Nécessaire anticipation : tout reste à faire
Mais il y a plus problématique encore. « Ce qui accroît la vulnérabilité du système est le fait qu'il existe beaucoup d'interdépendance entre les réseaux. Cela génère des effets en cascade », explique Claire Rais Assa. Cette interdépendance prend différentes formes, qui peuvent se combiner. Elle est d'abord physique : le réseau ferroviaire, par exemple, essentiellement dépendant de l'électricité, ne peut fonctionner en cas de défaillance du réseau de celle-ci. A l'électrification des usages qui s'est généralisée, s'est ajoutée une numérisation accrue des fonctions qui accentue les interdépendances. La distribution de l'électricité, pilotée à distance, est dépendante du fonctionnement des réseaux de télécommunications. Pour l'ensemble des opérateurs, « le risque de surchauffe des équipements électriques et électroniques est présent », ajoute Anne Faure. Autre interdépendance encore, celle géographique : « souvent, les infrastructures sont rassemblées au même endroit », explique Claire Rais Assa. Réseaux de télécommunications, gaz, eau, sont souvent enfouis dans des mêmes tranchées, sous ou à proximité d'une route.

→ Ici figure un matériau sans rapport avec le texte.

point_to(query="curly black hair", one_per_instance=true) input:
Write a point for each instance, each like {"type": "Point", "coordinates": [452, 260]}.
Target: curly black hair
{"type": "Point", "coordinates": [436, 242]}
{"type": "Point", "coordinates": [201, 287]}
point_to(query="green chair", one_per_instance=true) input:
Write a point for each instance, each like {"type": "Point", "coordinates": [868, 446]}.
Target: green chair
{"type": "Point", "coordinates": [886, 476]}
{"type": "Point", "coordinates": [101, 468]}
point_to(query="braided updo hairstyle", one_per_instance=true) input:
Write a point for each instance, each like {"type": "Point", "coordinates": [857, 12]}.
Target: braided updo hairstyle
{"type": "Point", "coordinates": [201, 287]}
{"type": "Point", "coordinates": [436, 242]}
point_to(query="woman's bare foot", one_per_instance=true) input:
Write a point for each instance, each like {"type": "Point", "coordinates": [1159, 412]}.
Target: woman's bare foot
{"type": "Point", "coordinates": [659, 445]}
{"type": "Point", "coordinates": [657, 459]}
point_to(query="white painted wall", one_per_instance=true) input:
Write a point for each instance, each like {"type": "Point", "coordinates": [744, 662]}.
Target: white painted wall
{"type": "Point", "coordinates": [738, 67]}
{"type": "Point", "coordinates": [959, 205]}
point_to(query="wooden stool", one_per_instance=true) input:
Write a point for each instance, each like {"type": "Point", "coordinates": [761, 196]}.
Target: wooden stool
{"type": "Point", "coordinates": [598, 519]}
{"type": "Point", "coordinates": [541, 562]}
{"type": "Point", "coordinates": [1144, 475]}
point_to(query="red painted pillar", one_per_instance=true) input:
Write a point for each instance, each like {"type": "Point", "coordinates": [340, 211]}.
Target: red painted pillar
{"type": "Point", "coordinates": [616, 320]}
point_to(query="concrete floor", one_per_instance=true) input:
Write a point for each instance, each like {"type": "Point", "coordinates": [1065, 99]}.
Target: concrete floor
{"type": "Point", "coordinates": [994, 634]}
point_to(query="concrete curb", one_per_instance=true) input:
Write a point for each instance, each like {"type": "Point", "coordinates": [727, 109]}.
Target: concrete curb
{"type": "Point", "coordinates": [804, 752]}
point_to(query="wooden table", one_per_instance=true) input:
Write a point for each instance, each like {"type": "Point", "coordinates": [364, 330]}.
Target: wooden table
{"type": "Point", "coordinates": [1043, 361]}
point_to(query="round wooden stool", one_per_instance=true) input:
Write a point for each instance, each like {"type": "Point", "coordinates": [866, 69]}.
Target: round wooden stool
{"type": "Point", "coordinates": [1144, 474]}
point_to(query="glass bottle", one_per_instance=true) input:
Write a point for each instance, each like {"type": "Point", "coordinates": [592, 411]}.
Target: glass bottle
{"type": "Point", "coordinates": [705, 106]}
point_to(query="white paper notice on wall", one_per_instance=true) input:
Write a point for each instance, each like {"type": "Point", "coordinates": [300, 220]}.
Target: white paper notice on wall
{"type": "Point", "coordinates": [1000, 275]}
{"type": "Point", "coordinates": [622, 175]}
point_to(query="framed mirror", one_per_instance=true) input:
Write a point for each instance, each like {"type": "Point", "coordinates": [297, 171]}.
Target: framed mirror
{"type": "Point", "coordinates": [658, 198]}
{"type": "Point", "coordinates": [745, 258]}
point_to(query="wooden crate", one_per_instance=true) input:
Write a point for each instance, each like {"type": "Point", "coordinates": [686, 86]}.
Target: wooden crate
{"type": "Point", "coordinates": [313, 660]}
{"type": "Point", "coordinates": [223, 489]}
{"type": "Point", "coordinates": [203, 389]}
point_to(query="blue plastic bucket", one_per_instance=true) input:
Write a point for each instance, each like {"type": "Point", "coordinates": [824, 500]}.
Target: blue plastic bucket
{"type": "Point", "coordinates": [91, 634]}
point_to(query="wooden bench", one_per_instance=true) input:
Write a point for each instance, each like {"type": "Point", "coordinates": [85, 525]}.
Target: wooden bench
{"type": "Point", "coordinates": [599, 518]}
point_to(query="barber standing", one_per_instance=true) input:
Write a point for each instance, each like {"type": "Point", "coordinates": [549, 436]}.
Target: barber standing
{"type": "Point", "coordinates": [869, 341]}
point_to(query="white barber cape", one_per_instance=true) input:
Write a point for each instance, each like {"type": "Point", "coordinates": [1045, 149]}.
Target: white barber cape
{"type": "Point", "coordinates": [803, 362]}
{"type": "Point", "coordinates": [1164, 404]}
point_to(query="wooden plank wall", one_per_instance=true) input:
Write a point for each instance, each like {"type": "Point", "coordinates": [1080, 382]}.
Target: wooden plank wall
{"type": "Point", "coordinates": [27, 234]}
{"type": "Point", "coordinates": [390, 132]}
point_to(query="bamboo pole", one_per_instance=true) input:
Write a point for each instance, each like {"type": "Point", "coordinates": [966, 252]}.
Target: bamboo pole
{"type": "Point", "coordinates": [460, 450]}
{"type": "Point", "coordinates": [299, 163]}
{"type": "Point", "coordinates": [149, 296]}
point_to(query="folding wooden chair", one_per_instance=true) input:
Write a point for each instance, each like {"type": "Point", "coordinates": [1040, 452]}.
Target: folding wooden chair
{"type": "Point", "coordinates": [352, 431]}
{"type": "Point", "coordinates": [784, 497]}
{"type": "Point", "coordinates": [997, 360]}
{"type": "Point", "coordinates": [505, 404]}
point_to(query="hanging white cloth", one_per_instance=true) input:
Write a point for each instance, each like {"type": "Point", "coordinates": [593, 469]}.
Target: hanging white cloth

Face à ces enjeux pourtant cruciaux, les politiques publiques semblent manquer totalement d'anticipation. « Dans les politiques publiques d' adaptation au changement climatique, la question des interdépendances entre les infrastructures est assez absente », estime Claire Rais Assa. Les chercheuses ont fait trois constats principaux en matière de gouvernance. Le premier réside donc dans une « grande méconnaissance » de la réalité de ces interdépendances, souligne Anne Faure. Deuxième constat, alors qu'il faudrait anticiper, « aujourd'hui, beaucoup des opérateurs sont dans des stratégies de type réactif », poursuit Anne Faure. Le troisième constat : un manque de coopération et d'organisation entre les acteurs concernés, au niveau transversal et des territoires. Sur cette base, France Stratégie émet plusieurs préconisations. Dont la création d'une instance nationale qui réunirait l’État et les gestionnaires de réseaux, afin de partager des constats et d'élaborer une stratégie cohérente et concertée en matière d'adaptation des réseaux au changement climatique. En 2023 est prévu le vote de la loi de programmation Energie-climat. « Une fenêtre s'ouvre pour faire des propositions sur l'adaptation au changement climatique, et sur l'intégration de l'anticipation des problématiques de réseaux dans ce domaine », espère Claire Rais Assa.